From: rrt@sc3d.org
Date: Thu, 12 Jun 2008 09:00:00 +0100 (BST)
Subject: Blank Canvases

Triggers: "pointlessness of yet more blank canvases" (late 2007), Milton's "I must make my own system" (Tom Lynn tagline? June 2008)

In computing, as in philosophy, and perhaps for the same reason, there is a great tendency to try to start from first principles. This is often driven by the egotistical certainty of being able to succeed where others have failed, along with the closely related desire to avoid or repair the mistakes of old systems. This is often a smokescreen for the laziness of not wanting to learn existing systems coupled with the desire to have a system all one's own, and the result is generally to repeat the mistakes of the past. Even where a new system's design starts from a study of the failings of old systems, it's easy to overlook some and thus fail to avoid making old mistakes. Either way, without genius and a great deal of luck one is likely either to repeat historical error by not having studied it, or be constrained by old ways of thinking.

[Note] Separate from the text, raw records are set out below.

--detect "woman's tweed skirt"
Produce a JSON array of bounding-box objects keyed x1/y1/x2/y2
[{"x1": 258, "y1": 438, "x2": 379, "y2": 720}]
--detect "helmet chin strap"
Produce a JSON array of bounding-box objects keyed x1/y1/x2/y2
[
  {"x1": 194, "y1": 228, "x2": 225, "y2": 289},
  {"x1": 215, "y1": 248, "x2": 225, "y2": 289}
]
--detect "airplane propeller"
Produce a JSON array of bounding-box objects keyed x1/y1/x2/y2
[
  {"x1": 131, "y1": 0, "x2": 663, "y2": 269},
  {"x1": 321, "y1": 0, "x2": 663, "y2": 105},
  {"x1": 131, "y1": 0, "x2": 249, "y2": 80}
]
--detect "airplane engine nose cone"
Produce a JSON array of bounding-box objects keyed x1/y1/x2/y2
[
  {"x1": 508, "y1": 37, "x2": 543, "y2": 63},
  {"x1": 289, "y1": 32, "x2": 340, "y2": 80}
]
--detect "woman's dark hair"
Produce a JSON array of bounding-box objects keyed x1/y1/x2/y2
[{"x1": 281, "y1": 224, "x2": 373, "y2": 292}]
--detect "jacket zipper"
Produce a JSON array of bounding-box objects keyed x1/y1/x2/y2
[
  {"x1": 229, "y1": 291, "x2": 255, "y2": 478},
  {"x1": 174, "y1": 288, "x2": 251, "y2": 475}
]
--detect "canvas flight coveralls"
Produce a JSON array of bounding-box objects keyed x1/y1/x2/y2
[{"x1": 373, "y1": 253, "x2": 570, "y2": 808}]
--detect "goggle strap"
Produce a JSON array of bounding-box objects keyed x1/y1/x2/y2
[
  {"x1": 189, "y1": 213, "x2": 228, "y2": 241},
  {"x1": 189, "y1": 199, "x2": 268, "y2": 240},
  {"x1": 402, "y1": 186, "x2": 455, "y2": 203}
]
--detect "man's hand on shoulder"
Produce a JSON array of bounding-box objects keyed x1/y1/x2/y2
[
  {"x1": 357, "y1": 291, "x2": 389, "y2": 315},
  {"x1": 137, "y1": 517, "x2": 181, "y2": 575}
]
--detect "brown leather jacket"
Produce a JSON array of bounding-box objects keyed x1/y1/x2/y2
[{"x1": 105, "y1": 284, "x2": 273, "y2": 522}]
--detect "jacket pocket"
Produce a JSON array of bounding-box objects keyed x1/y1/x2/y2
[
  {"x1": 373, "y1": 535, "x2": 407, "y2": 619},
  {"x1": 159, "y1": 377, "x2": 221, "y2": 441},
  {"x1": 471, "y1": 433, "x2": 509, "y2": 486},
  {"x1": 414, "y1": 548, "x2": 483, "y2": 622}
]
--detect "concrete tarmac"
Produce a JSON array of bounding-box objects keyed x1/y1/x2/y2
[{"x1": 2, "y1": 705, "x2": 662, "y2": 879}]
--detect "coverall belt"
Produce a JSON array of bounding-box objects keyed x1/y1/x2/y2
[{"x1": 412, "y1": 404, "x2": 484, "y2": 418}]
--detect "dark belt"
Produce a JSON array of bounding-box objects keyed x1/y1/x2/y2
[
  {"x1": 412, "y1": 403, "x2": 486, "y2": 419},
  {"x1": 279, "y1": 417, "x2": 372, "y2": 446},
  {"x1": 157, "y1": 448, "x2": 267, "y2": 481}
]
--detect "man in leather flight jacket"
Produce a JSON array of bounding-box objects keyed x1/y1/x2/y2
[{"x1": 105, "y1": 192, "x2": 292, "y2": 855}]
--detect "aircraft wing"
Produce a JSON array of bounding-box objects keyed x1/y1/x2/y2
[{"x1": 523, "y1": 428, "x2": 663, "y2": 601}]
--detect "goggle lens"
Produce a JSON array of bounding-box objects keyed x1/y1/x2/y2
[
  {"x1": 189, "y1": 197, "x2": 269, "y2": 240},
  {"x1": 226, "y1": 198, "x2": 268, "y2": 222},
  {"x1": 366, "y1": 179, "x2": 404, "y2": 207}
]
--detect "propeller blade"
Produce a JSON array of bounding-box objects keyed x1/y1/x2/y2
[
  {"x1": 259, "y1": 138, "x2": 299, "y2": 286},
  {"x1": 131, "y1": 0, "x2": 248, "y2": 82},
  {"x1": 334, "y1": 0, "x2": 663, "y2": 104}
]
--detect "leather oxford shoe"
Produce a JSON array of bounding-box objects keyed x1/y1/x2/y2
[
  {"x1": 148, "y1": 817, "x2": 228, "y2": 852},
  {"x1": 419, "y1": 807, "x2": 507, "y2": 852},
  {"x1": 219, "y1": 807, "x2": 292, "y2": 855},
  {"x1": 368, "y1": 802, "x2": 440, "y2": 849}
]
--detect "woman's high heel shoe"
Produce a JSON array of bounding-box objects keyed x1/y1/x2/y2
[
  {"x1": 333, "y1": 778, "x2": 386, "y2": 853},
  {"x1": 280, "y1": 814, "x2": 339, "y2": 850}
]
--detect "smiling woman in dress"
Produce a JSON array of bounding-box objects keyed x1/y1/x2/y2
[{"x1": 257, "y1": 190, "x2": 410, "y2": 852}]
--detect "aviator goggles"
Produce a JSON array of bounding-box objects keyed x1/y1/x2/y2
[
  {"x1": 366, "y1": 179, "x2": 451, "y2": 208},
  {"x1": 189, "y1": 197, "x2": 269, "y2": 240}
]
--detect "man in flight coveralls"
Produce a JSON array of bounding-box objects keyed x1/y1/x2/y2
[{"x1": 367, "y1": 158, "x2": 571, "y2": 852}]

By now, there's a great deal of good in existing systems of thought and programming, and most people are likely to make a greater contribution by working with them than by trying to reinvent them. Further, I'd suggest that few successful new general systems were conceived as such, but that most were based on a special insight which turned out to need a new system to accommodate it. This is especially true in the area of programming languages. This is particularly odd given the number of projects which set out to do nothing new, but simply neatly consolidate existing practice. Who uses Cobra, Scala, Kaya, Heron, Haxe or Modula-3? By contrast, look at Python, Perl, Lua and PHP. It's ironic that the seemingly sensible approach of designing for general-purpose use based on the lessons of the past is generally less successful than that of designing for a particular need, adding features as required, even though as any language matures its design usually comes to be dominated by general concerns. C, Java and C++ may be adduced as counter-examples, but only the first is a good example. Java had a new feature, binary portability, that happened not to be directly a language feature, whereas C++'s success is based on its relationship with C, and its status as the only ubiquitous high-performance compiled language higher level than C. C itself is beset with major difficulties and annoyances compared to more modern languages; its authors claim it has aged well; i would say rather that it's astonishing that it has no generally agreed successor in either the performance-critical or the system software domain.

It's also ironic that the lesson appears to have been better learned in philosophy, where it's less needed: there are surely bigger gains to be made in the realm of pure thought than in the programming of von Neumann machines, and they will be more generally beneficial to humanity.